Weather patterns can help predict the timing and intensity of rotavirus.
In a paper published May 31 in the journal PLoS One,
a research team led by Elena Naumova, Ph.D., professor of civil and environmental engineering at Tufts School of Engineering, correlated temperature and precipitation with rotavirus outbreaks in one of the hardest- hit regions of the world, South Asia.
In 2004, rotavirus resulted in 527,000 deaths worldwide in children younger than five years, the study noted. The majority of deaths are clustered in poor areas of developing countries in Africa and Asia. Being able to predict infection increases opportunities for health professionals to take effective preventive measures such as vaccination that could substantially reduce deaths.
Naumova's research focuses on developing methodology for analysis of large databases to enhance disease surveillance. In this study the team examined seasonal differences in the environment by creating mathematical models based on factors such as temperature, humidity and precipitation in the region over 22 years.

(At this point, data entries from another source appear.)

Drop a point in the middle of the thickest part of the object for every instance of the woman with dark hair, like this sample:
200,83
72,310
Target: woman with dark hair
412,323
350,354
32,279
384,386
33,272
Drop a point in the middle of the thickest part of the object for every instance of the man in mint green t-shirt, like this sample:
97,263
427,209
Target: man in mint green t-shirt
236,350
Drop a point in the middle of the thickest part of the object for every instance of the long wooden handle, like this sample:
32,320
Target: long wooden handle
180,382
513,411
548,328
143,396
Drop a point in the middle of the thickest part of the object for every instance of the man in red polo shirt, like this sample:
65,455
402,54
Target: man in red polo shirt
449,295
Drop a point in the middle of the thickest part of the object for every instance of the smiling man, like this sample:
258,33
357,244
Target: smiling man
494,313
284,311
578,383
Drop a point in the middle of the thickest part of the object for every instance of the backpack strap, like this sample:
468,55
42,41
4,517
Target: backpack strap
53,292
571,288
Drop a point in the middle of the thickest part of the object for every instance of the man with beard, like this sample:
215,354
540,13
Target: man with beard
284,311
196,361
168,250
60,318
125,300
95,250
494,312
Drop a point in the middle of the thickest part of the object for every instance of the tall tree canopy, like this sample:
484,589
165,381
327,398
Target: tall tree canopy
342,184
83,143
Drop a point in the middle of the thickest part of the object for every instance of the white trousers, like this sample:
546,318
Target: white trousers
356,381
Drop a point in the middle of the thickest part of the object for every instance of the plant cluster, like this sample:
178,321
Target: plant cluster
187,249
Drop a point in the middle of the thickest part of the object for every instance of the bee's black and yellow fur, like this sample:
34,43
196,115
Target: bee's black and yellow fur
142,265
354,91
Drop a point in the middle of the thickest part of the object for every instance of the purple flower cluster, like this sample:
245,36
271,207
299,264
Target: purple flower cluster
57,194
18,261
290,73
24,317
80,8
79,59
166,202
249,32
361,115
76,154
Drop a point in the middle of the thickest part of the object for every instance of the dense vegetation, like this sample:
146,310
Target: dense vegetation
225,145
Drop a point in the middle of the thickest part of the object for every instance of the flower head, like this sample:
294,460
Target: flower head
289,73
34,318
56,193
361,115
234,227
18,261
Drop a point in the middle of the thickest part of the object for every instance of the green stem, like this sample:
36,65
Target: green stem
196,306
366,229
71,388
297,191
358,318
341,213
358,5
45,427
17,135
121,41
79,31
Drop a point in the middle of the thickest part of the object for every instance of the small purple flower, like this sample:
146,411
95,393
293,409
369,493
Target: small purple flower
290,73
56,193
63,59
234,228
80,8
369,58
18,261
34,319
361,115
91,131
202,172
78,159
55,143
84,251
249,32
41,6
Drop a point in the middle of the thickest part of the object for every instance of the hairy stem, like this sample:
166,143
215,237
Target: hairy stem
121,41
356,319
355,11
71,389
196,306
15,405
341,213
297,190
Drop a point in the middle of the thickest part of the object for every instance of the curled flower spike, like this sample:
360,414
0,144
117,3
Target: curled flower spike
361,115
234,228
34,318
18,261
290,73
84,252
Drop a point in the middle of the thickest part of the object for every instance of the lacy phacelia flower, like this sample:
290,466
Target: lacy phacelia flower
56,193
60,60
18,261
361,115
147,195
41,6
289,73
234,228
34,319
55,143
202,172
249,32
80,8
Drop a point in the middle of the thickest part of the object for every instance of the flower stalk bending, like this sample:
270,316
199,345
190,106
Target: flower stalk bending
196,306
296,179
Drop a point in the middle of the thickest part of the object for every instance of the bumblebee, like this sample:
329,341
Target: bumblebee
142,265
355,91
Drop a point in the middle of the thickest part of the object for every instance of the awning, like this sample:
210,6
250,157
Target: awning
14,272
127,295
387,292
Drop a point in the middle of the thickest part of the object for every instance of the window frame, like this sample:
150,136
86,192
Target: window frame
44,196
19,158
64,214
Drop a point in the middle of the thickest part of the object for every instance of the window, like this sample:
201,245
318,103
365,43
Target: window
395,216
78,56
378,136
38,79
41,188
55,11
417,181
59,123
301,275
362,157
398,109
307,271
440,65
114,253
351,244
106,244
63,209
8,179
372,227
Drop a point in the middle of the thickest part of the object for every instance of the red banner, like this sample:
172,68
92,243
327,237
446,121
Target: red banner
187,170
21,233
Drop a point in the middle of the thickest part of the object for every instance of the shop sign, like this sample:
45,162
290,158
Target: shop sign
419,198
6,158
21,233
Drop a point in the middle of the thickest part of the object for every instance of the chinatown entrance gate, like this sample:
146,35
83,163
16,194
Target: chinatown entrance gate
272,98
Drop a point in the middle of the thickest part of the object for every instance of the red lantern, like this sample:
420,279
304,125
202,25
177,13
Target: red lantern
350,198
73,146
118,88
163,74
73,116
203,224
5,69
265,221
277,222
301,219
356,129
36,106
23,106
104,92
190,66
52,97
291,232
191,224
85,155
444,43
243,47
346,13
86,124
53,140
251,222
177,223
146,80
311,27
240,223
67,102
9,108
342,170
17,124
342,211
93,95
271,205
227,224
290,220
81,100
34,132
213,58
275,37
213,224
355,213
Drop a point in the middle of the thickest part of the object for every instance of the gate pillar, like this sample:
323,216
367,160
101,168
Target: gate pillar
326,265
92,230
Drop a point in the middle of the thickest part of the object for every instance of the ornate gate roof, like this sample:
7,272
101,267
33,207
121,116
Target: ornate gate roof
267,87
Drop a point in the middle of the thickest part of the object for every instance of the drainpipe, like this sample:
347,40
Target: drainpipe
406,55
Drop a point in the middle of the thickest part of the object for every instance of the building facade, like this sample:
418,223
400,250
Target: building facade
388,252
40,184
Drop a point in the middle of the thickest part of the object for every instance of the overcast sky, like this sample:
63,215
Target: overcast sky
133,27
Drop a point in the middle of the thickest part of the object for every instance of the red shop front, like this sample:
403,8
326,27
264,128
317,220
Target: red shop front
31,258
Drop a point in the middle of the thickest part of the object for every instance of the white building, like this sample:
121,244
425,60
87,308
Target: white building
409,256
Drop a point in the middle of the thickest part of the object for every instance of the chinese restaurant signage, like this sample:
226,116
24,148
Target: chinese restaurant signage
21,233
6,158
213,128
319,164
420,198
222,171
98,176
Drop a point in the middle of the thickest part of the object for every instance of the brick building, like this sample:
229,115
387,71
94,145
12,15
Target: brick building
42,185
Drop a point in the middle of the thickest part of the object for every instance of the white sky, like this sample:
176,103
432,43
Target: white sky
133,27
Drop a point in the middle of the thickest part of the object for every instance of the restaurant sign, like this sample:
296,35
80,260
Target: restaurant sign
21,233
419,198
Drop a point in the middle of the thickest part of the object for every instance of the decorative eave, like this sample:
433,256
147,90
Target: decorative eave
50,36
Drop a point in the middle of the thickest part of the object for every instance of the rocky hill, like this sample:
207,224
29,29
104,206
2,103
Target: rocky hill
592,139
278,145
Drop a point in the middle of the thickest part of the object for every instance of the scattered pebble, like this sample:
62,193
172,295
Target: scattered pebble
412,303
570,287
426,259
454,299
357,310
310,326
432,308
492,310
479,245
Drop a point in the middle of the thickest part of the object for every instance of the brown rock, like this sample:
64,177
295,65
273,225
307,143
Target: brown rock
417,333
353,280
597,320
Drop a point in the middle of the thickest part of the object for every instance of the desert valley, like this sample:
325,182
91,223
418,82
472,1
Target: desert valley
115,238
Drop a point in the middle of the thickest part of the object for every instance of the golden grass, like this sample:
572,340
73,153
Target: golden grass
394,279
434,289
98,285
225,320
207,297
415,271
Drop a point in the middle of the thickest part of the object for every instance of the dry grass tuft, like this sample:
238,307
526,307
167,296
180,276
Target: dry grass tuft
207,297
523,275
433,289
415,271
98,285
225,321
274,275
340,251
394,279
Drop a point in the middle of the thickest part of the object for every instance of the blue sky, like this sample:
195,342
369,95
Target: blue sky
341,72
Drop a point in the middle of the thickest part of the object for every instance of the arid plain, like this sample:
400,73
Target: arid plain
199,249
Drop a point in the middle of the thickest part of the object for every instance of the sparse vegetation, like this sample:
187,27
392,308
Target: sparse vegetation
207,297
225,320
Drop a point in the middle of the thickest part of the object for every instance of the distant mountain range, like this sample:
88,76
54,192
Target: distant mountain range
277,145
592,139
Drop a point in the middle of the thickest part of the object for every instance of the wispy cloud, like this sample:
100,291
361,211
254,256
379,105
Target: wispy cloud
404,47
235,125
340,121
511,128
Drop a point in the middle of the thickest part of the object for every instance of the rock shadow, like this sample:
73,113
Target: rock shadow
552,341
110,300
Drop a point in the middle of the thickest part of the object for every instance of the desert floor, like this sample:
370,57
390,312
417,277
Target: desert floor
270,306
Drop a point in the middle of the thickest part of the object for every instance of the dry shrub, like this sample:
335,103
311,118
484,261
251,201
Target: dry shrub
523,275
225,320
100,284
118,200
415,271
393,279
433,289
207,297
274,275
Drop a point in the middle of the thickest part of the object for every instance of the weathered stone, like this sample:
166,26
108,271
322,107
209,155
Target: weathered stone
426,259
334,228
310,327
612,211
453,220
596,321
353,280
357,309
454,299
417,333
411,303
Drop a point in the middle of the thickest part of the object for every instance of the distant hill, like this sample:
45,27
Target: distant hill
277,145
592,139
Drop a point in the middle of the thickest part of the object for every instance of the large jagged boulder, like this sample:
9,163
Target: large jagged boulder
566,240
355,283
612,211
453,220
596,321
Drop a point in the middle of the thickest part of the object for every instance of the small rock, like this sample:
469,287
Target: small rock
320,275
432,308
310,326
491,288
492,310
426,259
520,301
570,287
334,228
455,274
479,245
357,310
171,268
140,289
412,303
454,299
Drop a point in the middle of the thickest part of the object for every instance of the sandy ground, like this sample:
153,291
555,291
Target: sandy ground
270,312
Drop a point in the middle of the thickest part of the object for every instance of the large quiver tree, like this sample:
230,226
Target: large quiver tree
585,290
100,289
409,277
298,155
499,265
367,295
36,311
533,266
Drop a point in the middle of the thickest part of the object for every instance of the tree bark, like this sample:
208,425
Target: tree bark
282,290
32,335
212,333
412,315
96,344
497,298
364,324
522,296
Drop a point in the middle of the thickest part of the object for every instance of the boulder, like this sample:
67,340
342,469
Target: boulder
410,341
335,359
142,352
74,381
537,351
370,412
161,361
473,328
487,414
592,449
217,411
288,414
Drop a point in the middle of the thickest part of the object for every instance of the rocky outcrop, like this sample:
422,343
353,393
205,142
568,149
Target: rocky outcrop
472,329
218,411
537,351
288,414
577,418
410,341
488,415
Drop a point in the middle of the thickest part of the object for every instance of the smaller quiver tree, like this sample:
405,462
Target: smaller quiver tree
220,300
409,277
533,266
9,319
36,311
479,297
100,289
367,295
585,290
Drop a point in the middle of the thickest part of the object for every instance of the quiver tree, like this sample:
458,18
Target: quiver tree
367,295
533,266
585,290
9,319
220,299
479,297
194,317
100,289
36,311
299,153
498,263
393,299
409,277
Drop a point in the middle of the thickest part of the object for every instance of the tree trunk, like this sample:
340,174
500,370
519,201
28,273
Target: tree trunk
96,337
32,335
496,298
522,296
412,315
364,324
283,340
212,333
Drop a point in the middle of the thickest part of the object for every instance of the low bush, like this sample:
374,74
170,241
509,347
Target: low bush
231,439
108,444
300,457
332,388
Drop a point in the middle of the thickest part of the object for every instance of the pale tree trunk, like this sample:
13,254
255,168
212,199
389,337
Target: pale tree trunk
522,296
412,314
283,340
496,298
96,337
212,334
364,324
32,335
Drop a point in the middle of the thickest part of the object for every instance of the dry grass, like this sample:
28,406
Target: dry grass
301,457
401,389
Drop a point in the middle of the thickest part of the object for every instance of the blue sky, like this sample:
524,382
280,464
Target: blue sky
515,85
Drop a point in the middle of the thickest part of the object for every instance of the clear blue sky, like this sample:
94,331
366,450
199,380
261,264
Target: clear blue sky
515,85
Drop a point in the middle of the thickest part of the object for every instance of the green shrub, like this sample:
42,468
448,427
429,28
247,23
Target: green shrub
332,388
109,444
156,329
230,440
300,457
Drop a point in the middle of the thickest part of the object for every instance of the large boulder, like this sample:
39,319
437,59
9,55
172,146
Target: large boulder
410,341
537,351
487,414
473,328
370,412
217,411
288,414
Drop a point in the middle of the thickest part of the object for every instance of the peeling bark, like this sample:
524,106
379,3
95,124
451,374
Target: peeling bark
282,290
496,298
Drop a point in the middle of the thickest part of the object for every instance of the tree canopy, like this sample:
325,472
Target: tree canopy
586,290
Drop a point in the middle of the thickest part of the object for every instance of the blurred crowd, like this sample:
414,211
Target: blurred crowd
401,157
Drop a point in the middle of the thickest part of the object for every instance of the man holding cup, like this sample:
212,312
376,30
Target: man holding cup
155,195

"We found that rotavirus is sensitive to seasonal patterns that are defined as a combined effect of temperature and precipitation," said Naumova, who is senior author of the study. This work builds on Naumova's previous research developing mathematical models to predict the timing, severity, and impact of diseases. "Our goal is to develop an integrated model which will allow monitoring the virus and also forecasting outbreaks."
Naumova and the research team analyzed monthly rates of rotavirus from 39 published epidemiological studies that were conducted on outbreaks between 1988 and 2010.
In this new model, the researchers considered meteorological characteristics based on data from the National Climatic Data Center and the Global Historical Climatology Network to classify four geographic regions in South Asia—moist tropical climates; arid and semiarid; humid, mid-latitude areas, and cold temperature areas.
The incidence of rotavirus throughout Bangladesh, Bhutan, India, Nepal, Pakistan, and Sri Lanka was higher during the coldest, driest months of the year—from December to March--the study indicated. Increases in temperature and precipitation in other parts of the year resulted in lower levels of the virus. Patterns were consistent across the geographical regions, though the fluctuations varied in intensity.
Additionally, the researchers found an association between rotavirus and vegetation density. Using remote sensing data derived from satellite images produced by moderate resolution imaging spectroradiometer (MODIS), a sensor on NASA's Terra satellite, the researchers were able to monitor and measure the amount of fresh vegetation across the region. A second source of remote sensing data was provided by the Global Inventory Monitoring and Mapping Studies (GIMMS).
The images were processed using mathematical techniques for turning satellite data into vegetation growth measurements. Researchers were able to measure changes in vegetation from 2000 to 2007. An analysis of data associated decreases of vegetation with an increase in the virus.